Il s’avère que la production de lumière cohérente en continu à la longueur d’onde Lyman-alpha (longueur d’onde = 121,6 nm), qui correspond à la transition entre le fondamental et le premier niveau excité de l’atome d’hydrogène, est un véritable défi pour les expérimentateurs. En effet, seuls des processus d’optique non-linéaire (doublage en fréquence et mélange à 4 ondes dans une vapeur de mercure) permettent d’atteindre une longueur d’onde si courte. C’est pourquoi nous proposons d’exploiter le régime particulier d’un fonctionnement Q-CW des lasers pour obtenir des rendements de conversion important. Un dimensionnement de l’expérience laisse prévoir un gain en puissance de 6 ordres de grandeur comparés aux systèmes continus existants, tout en préservant une bonne qualité spectrale.

La construction au laboratoire de la chaîne laser permettra la réalisation d’expériences de spectroscopie originale (citons le photodétachement d’atomes de cérium, la spectroscopie de molécules froides).

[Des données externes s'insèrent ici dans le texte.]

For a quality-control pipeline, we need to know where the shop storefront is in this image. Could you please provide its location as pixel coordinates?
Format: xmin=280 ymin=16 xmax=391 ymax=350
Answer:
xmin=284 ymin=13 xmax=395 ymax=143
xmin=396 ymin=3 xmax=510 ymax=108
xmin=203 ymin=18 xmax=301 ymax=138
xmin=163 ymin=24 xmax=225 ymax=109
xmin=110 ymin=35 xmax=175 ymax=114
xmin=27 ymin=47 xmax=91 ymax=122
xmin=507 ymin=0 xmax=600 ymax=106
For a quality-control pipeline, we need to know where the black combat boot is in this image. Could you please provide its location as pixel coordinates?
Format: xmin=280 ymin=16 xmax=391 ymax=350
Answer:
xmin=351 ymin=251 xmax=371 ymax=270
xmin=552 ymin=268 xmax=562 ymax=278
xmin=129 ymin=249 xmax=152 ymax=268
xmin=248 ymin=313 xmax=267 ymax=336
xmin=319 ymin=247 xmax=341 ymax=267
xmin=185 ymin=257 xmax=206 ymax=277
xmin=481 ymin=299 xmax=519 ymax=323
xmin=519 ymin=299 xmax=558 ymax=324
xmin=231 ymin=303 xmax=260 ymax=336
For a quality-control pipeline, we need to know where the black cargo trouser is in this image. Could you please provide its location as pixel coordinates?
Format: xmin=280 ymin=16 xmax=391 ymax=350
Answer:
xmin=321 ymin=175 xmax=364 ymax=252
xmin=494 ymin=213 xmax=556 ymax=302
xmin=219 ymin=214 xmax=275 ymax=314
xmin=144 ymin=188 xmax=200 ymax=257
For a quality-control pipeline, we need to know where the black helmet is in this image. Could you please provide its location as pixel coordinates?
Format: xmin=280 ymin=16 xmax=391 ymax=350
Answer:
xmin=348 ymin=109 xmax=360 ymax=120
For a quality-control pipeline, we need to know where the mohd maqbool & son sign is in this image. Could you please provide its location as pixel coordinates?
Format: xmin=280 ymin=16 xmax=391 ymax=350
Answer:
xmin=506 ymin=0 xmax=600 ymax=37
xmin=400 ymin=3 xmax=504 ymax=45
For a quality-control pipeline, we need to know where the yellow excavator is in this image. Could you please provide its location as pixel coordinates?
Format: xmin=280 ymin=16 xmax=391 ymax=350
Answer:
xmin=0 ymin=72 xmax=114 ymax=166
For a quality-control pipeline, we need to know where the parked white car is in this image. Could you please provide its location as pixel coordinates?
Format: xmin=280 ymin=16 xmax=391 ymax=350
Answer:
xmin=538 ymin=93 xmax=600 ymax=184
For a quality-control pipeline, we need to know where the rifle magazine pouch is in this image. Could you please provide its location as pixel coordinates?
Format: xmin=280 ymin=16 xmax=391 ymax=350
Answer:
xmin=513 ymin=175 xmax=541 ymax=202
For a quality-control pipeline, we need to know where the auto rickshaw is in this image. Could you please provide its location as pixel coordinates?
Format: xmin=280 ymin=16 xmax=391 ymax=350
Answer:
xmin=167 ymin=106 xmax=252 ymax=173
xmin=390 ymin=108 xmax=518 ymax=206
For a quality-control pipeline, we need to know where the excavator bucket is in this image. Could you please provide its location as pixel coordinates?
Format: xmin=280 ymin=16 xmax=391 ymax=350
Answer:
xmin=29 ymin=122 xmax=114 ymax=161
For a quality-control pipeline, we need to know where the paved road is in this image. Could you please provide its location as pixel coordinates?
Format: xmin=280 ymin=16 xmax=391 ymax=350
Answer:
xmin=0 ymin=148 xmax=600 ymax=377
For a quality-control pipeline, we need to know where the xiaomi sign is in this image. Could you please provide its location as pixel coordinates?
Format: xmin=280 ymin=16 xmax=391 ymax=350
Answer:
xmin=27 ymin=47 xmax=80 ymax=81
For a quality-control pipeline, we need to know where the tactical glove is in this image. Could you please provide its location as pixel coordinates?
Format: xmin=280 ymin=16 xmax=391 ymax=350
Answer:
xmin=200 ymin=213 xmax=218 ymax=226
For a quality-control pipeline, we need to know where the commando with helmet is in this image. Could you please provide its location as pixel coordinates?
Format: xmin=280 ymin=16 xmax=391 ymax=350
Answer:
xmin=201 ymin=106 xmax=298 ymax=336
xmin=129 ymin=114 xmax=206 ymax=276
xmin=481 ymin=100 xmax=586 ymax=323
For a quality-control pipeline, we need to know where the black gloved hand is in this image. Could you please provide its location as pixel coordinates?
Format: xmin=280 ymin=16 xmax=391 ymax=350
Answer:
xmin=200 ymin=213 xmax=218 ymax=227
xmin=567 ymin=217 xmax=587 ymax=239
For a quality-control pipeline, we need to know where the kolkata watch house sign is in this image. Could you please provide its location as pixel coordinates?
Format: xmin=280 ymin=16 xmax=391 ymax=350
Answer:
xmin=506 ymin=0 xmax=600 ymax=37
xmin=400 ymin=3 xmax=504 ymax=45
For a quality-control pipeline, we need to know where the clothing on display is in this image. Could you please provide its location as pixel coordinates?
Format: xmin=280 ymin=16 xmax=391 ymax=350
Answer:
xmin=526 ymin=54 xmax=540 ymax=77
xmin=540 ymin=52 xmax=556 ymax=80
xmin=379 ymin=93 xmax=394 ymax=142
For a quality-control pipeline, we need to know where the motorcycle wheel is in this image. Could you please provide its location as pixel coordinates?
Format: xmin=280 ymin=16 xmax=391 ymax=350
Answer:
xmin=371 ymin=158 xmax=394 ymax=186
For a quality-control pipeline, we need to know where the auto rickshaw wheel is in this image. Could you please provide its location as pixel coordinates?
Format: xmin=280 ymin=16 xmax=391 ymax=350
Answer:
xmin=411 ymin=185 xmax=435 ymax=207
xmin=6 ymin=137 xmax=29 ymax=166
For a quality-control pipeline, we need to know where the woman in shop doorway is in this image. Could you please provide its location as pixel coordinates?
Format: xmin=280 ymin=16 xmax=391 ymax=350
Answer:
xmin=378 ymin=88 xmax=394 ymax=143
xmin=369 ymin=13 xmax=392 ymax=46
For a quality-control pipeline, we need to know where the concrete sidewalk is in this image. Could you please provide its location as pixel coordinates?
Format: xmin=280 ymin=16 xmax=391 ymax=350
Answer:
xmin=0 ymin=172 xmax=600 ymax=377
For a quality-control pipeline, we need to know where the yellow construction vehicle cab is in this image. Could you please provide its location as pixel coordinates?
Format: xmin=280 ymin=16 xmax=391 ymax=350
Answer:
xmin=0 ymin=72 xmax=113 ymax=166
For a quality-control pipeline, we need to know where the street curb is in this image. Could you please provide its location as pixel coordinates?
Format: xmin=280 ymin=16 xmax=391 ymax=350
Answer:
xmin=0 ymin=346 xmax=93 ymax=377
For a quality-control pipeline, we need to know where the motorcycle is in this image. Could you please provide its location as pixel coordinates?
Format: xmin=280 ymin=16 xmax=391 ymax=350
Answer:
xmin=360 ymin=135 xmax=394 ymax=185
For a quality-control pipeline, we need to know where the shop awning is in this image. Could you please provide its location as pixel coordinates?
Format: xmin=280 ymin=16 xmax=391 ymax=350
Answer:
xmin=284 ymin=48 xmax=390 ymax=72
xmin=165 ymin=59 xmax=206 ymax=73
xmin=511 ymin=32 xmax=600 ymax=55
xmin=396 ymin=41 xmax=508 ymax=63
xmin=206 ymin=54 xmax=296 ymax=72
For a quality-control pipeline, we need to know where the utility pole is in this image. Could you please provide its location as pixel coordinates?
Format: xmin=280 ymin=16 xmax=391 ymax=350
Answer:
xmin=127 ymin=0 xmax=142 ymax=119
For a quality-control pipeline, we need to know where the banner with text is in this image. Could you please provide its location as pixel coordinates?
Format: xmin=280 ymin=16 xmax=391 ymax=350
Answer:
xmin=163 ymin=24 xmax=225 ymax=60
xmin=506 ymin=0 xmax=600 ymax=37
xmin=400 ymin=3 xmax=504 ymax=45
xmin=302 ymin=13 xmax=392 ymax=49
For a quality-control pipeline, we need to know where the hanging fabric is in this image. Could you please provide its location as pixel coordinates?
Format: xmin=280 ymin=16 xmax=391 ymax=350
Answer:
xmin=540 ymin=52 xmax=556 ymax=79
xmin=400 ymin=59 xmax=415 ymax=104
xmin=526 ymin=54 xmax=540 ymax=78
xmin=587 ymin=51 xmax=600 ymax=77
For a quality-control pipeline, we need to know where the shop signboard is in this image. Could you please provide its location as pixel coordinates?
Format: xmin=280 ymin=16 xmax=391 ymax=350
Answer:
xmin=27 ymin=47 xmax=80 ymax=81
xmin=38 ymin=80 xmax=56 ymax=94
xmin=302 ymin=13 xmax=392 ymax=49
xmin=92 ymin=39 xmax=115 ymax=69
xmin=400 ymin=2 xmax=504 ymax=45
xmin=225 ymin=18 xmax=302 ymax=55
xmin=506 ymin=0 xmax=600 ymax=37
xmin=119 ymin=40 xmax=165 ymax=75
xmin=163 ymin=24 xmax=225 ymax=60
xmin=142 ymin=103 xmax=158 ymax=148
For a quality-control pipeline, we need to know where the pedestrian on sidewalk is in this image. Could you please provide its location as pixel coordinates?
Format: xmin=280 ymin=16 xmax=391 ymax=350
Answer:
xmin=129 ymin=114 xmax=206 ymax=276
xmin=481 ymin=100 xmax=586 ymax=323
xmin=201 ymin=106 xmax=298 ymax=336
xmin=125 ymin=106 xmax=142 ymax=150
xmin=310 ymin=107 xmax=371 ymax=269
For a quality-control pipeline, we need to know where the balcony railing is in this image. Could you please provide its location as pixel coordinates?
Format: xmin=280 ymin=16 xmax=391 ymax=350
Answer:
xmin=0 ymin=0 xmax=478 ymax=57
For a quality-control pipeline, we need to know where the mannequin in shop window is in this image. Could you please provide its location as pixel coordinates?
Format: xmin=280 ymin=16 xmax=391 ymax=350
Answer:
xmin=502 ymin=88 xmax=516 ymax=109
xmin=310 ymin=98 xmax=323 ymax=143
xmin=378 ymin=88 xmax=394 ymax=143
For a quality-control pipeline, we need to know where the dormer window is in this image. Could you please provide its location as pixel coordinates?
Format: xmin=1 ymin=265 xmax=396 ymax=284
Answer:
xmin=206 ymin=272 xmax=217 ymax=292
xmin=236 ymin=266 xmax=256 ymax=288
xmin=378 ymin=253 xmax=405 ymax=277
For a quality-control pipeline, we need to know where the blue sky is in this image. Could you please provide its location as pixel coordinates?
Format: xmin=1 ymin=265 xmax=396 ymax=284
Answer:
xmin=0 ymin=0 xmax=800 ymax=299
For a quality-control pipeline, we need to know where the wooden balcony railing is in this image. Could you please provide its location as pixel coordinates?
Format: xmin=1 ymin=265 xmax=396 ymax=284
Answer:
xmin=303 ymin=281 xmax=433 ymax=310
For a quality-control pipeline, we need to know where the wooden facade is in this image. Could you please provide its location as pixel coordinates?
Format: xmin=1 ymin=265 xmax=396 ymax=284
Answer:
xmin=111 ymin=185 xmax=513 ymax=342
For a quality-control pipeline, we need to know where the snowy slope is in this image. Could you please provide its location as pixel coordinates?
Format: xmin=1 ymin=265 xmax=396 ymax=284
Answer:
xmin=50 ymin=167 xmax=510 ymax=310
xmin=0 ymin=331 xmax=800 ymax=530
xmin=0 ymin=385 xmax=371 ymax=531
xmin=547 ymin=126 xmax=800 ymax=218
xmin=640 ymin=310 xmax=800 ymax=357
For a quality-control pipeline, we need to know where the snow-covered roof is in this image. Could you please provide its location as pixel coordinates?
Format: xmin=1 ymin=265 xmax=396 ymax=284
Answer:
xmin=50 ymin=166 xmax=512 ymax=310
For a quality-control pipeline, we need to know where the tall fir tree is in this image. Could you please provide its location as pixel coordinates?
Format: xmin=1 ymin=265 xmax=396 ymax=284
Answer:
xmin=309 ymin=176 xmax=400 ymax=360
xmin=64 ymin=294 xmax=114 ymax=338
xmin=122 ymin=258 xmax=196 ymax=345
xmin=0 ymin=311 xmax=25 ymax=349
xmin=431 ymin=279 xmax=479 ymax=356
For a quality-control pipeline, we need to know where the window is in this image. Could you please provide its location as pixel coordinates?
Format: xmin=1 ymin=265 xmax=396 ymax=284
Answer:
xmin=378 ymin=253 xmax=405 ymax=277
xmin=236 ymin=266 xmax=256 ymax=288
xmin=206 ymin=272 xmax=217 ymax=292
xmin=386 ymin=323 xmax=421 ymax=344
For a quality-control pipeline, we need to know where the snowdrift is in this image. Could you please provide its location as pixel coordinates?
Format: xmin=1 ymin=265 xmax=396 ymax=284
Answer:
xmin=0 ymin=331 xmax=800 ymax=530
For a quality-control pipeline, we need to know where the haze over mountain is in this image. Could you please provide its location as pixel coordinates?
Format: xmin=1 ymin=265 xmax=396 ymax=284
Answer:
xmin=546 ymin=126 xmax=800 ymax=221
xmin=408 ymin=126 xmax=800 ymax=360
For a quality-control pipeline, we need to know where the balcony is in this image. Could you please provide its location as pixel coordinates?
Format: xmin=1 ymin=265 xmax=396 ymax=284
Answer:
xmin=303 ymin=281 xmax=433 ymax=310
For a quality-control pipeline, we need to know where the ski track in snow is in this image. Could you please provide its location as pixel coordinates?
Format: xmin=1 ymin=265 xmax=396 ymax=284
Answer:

Mais le véritable défi dans lequel cette source laser sera une pièce maitresse concerne des expériences sur le refroidissement et la métrologie de l’atome d’hydrogène.

Il est à noter que durant la thèse, des expériences seront menées avec un système laser impulsionnel et commercial dans le cadre de la collaboration AEGIS au CERN (sous la responsabilité de Mr D. Comparat) Il s’agira d’expériences préliminaires sur le refroidissement laser du positronium (paire e+ - e-).

Quelques mots-clés : Instrumentation laser, spectroscopie haute résolution, transition Lyman-alpha.